What Is Mark Selective Fishing (MSF)? Find Out at this Webinar

What is Mark Selective Fishing (MSF)?

MSF is a fisheries management tool which allows retention of hatchery marked fish, while requiring wild unmarked fish to be released unharmed. Anglers can quickly and easily identify a “marked salmon,” even while it’s still in the water by noting a missing (removed) adipose fin which identifies the fish as hatchery origin. MSF works well in areas and times where there are high mark rates (presence of marked hatchery fish). In areas with low mark rates, MSF is often argued not to be an appropriate management tool due to the potential for higher than desired incidental mortality associated with release of fish while an angler is searching for a marked fish to retain.

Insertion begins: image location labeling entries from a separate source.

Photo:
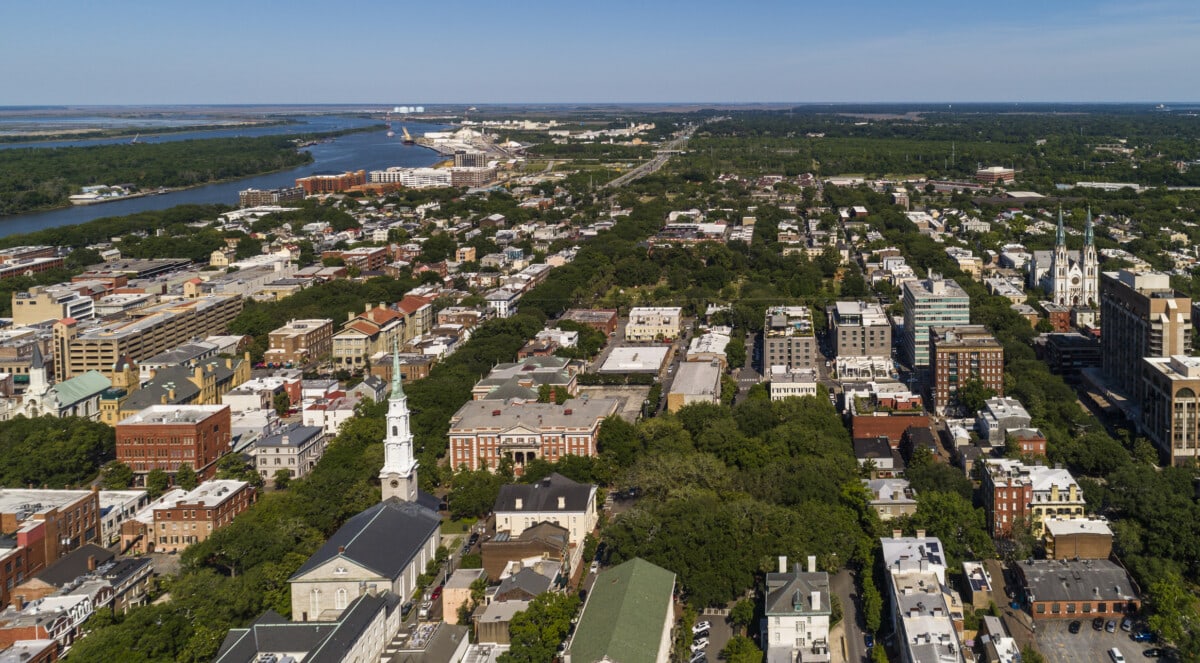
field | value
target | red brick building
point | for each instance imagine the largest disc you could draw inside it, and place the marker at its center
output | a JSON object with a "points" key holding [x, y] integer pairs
{"points": [[41, 527], [180, 519], [959, 354], [166, 436]]}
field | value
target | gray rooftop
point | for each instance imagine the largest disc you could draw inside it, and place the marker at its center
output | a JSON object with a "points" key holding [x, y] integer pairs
{"points": [[574, 414], [544, 496], [383, 538], [1069, 580]]}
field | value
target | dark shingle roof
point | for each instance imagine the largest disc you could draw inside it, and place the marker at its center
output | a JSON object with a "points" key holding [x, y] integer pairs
{"points": [[73, 565], [383, 538], [543, 496]]}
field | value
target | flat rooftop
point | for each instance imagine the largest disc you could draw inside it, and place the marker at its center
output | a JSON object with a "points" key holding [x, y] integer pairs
{"points": [[635, 359], [30, 501], [173, 414]]}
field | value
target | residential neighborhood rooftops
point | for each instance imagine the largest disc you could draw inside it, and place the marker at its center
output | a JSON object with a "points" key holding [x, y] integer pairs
{"points": [[623, 617]]}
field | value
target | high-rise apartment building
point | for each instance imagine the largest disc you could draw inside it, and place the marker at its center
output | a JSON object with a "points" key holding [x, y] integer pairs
{"points": [[861, 329], [1141, 316], [787, 339], [1170, 410], [934, 302]]}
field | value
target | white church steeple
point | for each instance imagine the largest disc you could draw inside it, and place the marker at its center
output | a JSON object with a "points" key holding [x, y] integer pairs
{"points": [[399, 475]]}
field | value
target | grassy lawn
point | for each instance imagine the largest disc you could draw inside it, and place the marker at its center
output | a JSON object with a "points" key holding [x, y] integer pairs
{"points": [[457, 526]]}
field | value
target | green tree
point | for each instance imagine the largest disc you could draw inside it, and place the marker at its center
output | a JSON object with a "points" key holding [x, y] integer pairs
{"points": [[115, 476], [972, 394], [157, 482], [742, 615], [1176, 613], [742, 650], [186, 478], [473, 493], [537, 631]]}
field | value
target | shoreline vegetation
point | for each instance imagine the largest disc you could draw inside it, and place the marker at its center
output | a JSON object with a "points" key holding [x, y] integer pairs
{"points": [[42, 179], [124, 132]]}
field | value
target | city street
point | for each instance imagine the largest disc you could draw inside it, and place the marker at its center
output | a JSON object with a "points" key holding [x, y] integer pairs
{"points": [[852, 645]]}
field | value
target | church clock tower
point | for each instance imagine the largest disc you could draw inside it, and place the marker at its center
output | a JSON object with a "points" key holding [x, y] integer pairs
{"points": [[399, 475]]}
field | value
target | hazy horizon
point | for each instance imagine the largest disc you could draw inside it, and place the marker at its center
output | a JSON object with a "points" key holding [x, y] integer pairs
{"points": [[136, 53]]}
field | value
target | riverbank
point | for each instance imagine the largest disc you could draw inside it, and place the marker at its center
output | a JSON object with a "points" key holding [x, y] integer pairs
{"points": [[35, 137], [45, 179], [369, 149]]}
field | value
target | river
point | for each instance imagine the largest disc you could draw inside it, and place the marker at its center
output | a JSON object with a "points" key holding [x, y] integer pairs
{"points": [[369, 150]]}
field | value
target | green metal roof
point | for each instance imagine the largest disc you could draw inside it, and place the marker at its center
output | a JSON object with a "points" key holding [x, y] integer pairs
{"points": [[625, 615], [81, 387]]}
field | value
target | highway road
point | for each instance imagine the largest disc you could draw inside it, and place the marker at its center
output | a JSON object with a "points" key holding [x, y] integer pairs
{"points": [[659, 160]]}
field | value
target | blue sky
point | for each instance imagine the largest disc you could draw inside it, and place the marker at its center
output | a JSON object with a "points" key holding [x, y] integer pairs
{"points": [[120, 52]]}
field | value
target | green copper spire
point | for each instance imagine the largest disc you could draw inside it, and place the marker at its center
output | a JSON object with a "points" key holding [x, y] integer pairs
{"points": [[1089, 236], [397, 390], [1061, 240]]}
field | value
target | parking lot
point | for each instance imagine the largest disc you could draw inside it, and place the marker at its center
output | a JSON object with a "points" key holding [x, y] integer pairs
{"points": [[1086, 646], [718, 635]]}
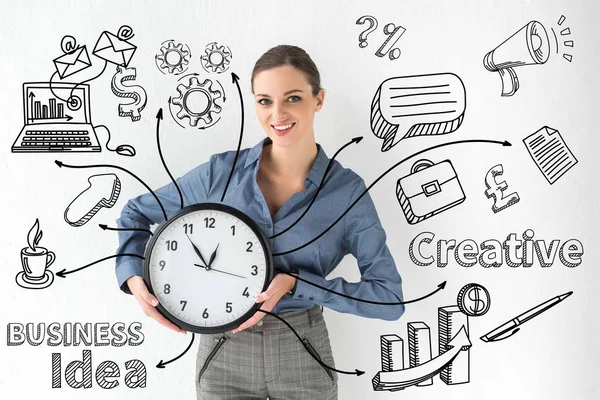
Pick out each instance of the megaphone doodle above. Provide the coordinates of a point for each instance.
(528, 46)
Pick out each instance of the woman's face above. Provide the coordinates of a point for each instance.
(283, 99)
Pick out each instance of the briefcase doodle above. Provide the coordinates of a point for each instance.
(428, 190)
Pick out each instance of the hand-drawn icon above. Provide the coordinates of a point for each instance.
(392, 32)
(473, 300)
(428, 104)
(48, 127)
(103, 191)
(452, 363)
(35, 261)
(511, 327)
(134, 92)
(173, 57)
(428, 190)
(496, 190)
(216, 57)
(567, 43)
(115, 48)
(74, 59)
(550, 153)
(197, 101)
(528, 46)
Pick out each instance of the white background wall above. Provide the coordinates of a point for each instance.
(555, 356)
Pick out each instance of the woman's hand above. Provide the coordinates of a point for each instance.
(280, 285)
(138, 288)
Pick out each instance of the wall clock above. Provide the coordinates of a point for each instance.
(206, 264)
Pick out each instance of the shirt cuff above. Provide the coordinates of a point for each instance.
(126, 270)
(306, 291)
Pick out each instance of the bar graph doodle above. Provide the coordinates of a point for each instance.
(550, 153)
(103, 192)
(35, 261)
(420, 104)
(216, 58)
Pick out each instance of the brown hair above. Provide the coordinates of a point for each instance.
(294, 56)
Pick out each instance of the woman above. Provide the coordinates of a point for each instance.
(273, 183)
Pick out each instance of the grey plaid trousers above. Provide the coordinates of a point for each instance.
(268, 361)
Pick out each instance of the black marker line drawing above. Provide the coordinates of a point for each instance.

Adipose fin-clipped hatchery Chinook

The Department of Fisheries and Oceans (DFO) is currently discussing this policy with representatives from the angling community. While it would seem to provide a perfectly logical solution to conservation issues and the damage being done to the public fishery and its infrastructure, the DFO has yet to implement a comprehensive MSF program for Chinook. The consequences from this indecision have been devastating for public fishery participation levels and economic activity.

What is Mass Marking (MM)?

Mass marking (MM) means fin clipping as many hatchery Chinook and coho as possible. In the U.S., hatcheries mark nearly 100% of both species, and have done so for many years. In Canada, the mark rate is as low as 10% for Chinook. The Sport Fishing Institute’s Rob Alcock says that, “There is no question that mark-selective fishing and mass marking have to become integral parts of the public fishery in Georgia and Juan de Fuca Straits.”

Free SFI Mark-Selective Fishing Webinar

The Sport Fishing Institute (SFI) has set up a series of webinar events open to anglers and the general public. The first webinar took place November 6 and was highlighted by a presentation from Dr. Carl Walters, Professor Emeritus, UBC Institute for Oceans and Fisheries. The seminar focused on the under-estimation of seal and sea lion impacts on salmon recovery. As compelling as that was, the free to attend webinar set for Friday, November 13 at 9.30 AM focusing on MSF and MM of hatchery-produced salmon will be a critical discussion for the future of the public Chinook and coho salmon fisheries in BC.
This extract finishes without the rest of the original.